While business leaders have a compelling vision of a transformed organization, they are struggling because of several challenges. According to EY Tech Horizon 2022, the top five challenges are the high cost of technology infrastructure (35%), complex security and privacy requirements (27%), the complexity of integrating multiple systems (25%), difficulty upgrading from legacy infrastructure (24%), and the complexity of managing digital ecosystems (21%).
“A key challenge of data centricity is the complexity of connecting and integrating diverse data systems. Business leaders realize the challenge, but it is worth making the necessary changes rather than risk being leap-frogged and becoming obsolete,” Narisara adds.
Humans are the key to driving successful transformation
While data is at the heart of business decision-making, people are the core of a successful digital transformation. As digital implementation is a huge task, companies need a skilled, high-performing technology team to enable a smooth transition. According to EY Tech Horizon 2022, skills shortages are a key constraint on businesses looking to make the leap toward to becoming a data-centric enterprise.
The report showed that the top barriers to securing digital and technology-related skills are ineffective upskilling programs (30%), the struggle to retain existing skilled talent (29%) and inadequate compensation and incentives (26%). Facing a talent shortage, 70% of respondents say that they are focusing on re-skilling rather than hiring.

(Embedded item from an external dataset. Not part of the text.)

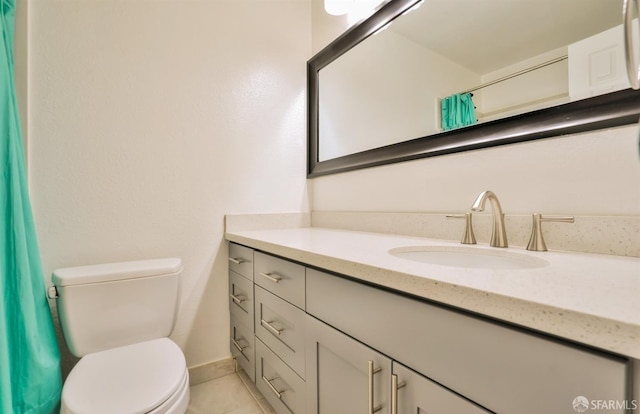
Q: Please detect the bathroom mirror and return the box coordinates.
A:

“Since the existing skills of an organization’s talent pool are unlikely to match the digital transformation requirements, it is inevitable that achieving data centricity will require organizations to build up a suitable talent pool. Upskilling and retention will be at the center of technology-enabled change. However, no model fits all. Building from the organization’s use cases by establishing an embedded and empowered team that blends business and data literacy is a good start. Giving them the mission along with executive support, employees will be learning by doing, which increases their knowledge and develop their skills. So, they will become more digitized, high value, and strategic workers,” says Narisara.
Becoming a data-driven organization takes more than the right business strategy and technology. It is essential for companies to focus on the human element as well as the right technology and for leaders to fully support a data-driven culture.
Narisara concludes “Data strategy will enable an enterprise to leap upward, but the real drivers of a successful transformation are human. In data centric organizations, those who can find a balance between digital technology implementation and human experience by encouraging data literacy and the digital mobilization of the broader workforce will succeed.”